In setting interest rates, the Bank of England needs to:
1. Keep inflation within the target range, and
2. Encourage economic growth
The BoE may decide to cut interest rates in order to stimulate the economy, but house prices should play no direct part in their decision making.
Rob, London, UK
Quite agree with Andy -
The Bank of England has two core purposes: monetary stability and financial stability.
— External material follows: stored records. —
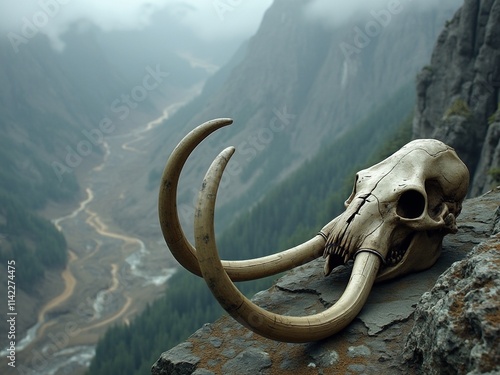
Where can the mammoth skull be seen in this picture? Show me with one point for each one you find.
(395, 219)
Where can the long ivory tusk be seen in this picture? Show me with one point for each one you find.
(274, 326)
(184, 251)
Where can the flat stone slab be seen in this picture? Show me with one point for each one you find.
(372, 344)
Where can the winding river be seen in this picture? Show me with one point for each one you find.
(79, 356)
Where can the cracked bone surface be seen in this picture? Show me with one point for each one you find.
(395, 219)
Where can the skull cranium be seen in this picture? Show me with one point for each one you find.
(401, 208)
(395, 219)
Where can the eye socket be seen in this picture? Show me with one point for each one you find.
(411, 204)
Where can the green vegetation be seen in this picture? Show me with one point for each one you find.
(291, 213)
(27, 183)
(458, 108)
(33, 242)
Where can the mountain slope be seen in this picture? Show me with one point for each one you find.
(292, 93)
(459, 91)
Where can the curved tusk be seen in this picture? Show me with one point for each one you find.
(184, 251)
(271, 325)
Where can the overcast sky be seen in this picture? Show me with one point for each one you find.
(209, 18)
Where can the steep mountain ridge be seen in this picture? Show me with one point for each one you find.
(293, 92)
(458, 92)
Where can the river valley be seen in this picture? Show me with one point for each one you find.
(111, 274)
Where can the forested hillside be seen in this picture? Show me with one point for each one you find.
(294, 73)
(291, 213)
(41, 117)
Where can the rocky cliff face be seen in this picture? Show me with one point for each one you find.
(300, 84)
(453, 330)
(458, 93)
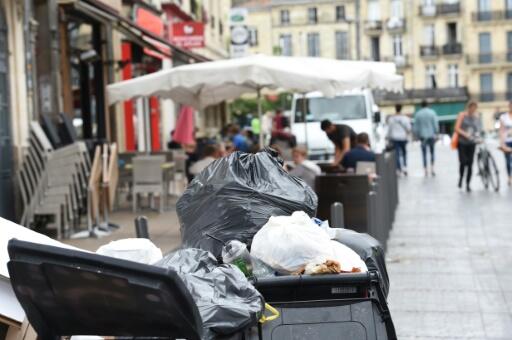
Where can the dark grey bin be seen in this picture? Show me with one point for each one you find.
(336, 320)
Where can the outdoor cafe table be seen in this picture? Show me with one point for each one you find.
(168, 172)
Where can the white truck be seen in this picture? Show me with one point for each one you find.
(353, 108)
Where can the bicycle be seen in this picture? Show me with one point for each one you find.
(487, 168)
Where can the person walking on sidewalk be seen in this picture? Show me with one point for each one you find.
(469, 129)
(426, 129)
(506, 139)
(399, 128)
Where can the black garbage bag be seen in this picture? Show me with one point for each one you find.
(370, 250)
(235, 196)
(226, 300)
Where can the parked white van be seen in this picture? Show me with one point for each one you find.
(353, 108)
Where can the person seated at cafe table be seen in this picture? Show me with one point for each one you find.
(360, 153)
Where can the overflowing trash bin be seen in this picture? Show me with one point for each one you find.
(254, 264)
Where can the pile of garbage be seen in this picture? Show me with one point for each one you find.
(245, 217)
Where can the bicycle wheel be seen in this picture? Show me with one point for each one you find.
(483, 168)
(494, 174)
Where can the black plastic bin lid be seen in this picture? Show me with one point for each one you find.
(67, 292)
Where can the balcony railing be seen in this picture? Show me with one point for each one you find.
(396, 25)
(443, 9)
(400, 61)
(429, 51)
(373, 26)
(416, 96)
(428, 10)
(490, 58)
(493, 96)
(452, 48)
(492, 15)
(440, 9)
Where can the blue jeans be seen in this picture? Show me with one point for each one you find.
(401, 153)
(508, 159)
(428, 144)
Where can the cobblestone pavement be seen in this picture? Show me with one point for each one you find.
(450, 256)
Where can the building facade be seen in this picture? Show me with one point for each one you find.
(58, 56)
(14, 110)
(448, 51)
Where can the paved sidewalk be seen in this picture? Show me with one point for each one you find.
(450, 256)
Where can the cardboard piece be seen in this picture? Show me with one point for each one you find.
(112, 175)
(94, 184)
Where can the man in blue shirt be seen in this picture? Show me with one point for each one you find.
(360, 153)
(239, 140)
(426, 129)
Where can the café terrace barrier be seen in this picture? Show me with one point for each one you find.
(369, 204)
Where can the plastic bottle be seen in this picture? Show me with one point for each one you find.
(235, 252)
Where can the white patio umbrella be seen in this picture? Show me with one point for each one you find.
(204, 84)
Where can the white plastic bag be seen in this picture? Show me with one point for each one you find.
(139, 250)
(289, 243)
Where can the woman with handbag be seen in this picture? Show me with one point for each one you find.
(506, 139)
(468, 129)
(399, 128)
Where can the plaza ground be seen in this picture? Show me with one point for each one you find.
(449, 254)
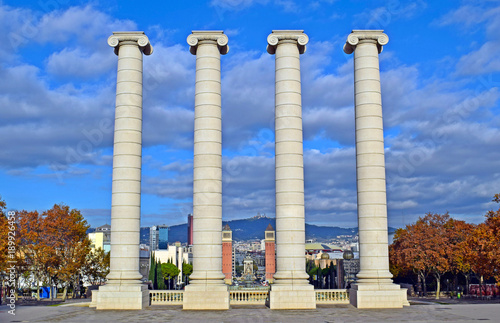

Monetary stability is the responsibility of the MPC. It means stable prices - low inflation - and confidence in the currency. Stable prices are defined by the Government's inflation target, which the Bank seeks to meet through the decisions on interest rates taken by the Monetary Policy Committee.
Note that there are two aspects to monetary stability - stable prices and confidence in the currency. Since mortgages and house prices don't feature in the government's chosen measure of inflation, the state of the housing market should be irrelevant to the MPC. Whereas slashing rates as some suggest would undermine confidence in Sterling, which would be in breach of the MPC's remit.
If the bursting of the housing bubble threatens financial stability then the Bank should have prevented the bubble in the first place.
Father Ignatius Brown, London, UK
yes, WHY does a drop in mortgage approvals point to a rate cut?
Has a rise in mortgage approvals, and the subsequent utterly obscene level of house prices, ever led to a call for interest rate rises????
Thought not. You all stink.
david, york,
Did a record rise in mortgage approvals result in a rate rise?Lets be symmetrical about the risks of inflation.The next move should be ti hold but I know we're in for a cut next week.After all,we must keep spending money we don't have on things we don't need.
stephen hulton, eure, france
The Bank of England is a complete joke but unfortunately not a funny one. Itâs their ten-year policy of artificially low interest rates that gave birth to the housing bubble and there leads us to Northern Rock ect...
I mean inflation is clearly soaring with record oil, food and energy prices and now because an over priced housing market is losing steam its quick we must cut interest rates. Well anger doesn't even come close to how I feel as someone working six sometimes seven days a week on a low income. Inflation really hurts and those it hurts the most are those on lower incomes.
This rotten Bank of England and their paymasters the Labour government have succeeded in one thing 'the death of aspiration'. I was born here in this country but for the first time in my life I truly see no future on this island.
Ad, UK,
That Archer guy seems desperate to get rates cut, every time any information is published he pipes up with his "BOE needs to cut rates now" routine.
Ack, Tesco have run out of tomato sauce..... does that affect the need to cut rates Mr Archer?
wayne, london,
Sorry, why is it that a record drop in mortgages should point to a rate cut? Why can't the headline read "Record mortgage drop points to the fact that people have now realised house prices are unrealistically high and need to come down"?
Andy, Bath,
yes andy mpc meant to control inflation but they dont and cpi basket has been manipulated.
gilli, london,
The MPC will probably cut rates because they know that property is about the only thing you Brits do these days!
Arne Kiefert, Muenchen, Deutschland, Bayern
I don't recall rising numbers of mortgage approvals "prompting suggestions" that the BoE raise interest rates. Vested interests at work.
Eric Murray, Newbury,
The MPC's job is to control inflation not to keep an over-inflated bubble from bursting.